Kayo sansui owner Yoshiaki-san and CIBI sit down for a chat
CIBI How long have you been making pottery?
Yoshiaki-san I started in 1976, so I have been making pottery for nearly 50 years. I went to Osaka Art University and majored in pottery. But my goal was to work in the design industry. I grew up in Toyono town and went to the same primary school as Meg (co-owner of CIBI) but about 30 years before her! From junior high school I moved to the city.
CIBI What does a typical day in the studio look like for you
Yoshiaki-san First thing I do is clean the studio from about 8am. I can usually make 100 pieces in the day. Always trying to meet the deadline, so it is important to work out the schedule. When I was younger and when I had a big deadline to meet, I could keep making pieces throughout the night. Back in the 90s, it was very busy period of making both small to large pieces. During my break I like to listen to music and read a book, before I return to the studio and carry on my work. I do not drink much coffee anymore.

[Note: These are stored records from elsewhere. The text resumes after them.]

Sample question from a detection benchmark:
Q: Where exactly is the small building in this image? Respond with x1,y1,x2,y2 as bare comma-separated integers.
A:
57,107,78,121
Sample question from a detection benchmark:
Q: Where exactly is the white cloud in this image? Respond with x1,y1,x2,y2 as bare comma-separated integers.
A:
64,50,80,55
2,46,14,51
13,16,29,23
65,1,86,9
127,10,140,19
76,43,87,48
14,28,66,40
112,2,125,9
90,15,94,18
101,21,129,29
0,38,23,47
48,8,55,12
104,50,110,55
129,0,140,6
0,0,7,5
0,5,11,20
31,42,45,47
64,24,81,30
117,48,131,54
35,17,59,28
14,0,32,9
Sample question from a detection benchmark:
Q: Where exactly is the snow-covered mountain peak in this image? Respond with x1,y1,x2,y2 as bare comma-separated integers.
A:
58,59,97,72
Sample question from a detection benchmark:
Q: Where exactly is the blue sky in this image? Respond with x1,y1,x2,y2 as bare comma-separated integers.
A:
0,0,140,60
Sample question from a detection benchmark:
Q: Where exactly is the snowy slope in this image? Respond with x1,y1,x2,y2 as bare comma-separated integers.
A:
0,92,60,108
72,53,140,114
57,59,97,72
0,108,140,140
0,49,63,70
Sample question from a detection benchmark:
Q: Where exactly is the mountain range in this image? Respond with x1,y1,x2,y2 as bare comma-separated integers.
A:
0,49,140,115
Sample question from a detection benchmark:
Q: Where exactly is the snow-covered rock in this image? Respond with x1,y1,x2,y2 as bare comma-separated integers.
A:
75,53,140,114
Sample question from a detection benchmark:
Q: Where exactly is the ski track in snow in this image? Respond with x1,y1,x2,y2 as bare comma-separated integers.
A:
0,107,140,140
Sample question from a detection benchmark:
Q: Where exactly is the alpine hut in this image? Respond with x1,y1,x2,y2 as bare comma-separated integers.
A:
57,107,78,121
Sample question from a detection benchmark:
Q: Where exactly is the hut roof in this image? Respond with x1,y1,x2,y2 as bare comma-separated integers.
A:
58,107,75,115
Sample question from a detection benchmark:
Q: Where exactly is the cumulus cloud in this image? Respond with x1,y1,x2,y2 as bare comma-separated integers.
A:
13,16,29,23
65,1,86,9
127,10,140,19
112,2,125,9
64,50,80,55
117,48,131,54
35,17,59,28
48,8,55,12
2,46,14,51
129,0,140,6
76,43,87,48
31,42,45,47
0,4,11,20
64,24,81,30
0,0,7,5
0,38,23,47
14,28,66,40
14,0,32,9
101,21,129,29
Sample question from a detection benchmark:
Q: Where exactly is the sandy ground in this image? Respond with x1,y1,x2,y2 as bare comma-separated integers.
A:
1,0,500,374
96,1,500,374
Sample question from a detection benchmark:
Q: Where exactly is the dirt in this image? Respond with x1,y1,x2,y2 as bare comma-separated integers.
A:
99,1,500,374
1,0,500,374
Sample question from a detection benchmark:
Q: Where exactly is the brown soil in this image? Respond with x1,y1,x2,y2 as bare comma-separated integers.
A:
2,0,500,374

CIBI What materials from Okayama prefecture do you use in the making of your work?
Yoshiaki-san Although I am not using clay from Okayama, I like to use clay from Shigaraki and Hiroshima, I do mix some other materials into the clay such as some tiny stones from my property. I create my own glaze as well, in particular I like the white glaze.
CIBI Can you explain how kayo-sansui pottery is fired?
Yoshiaki-san The process starts by making the object and let it dry. I then fire at a lower temperature before adding the glaze. The final firing is at 1230°C to 1250°C.
CIBI What type of kiln do you use?
Yoshiaki-san I have both a gas kiln and a traditional wood fire kiln. The fuel I use for the wood fire kiln is Japanese pine which is called Matsu. This requires 3-4 people working as we take turns to put more Matsu into the kiln to maintain a consistent temperature.
CIBI How long is the firing process?
Yoshiaki-san With a gas kiln I fire the pieces in the kiln for 20-24hrs. This is because I am trying to remove as much moisture as I can.
CIBI How is your work received in your community?
Yoshiaki-san My work can be seen across the community, which makes me proud. I have made several public pottery wall, for the local council, nursing home, state government buildings
CIBI How do you feel when our CIBI Melbourne community enjoy your works in their homes?
Yoshiaki-san I am very grateful and very happy to hear the pieces are sold in Australia. I was worried first how they might be received. I’m really happy now they are used and loved by many Melburnians.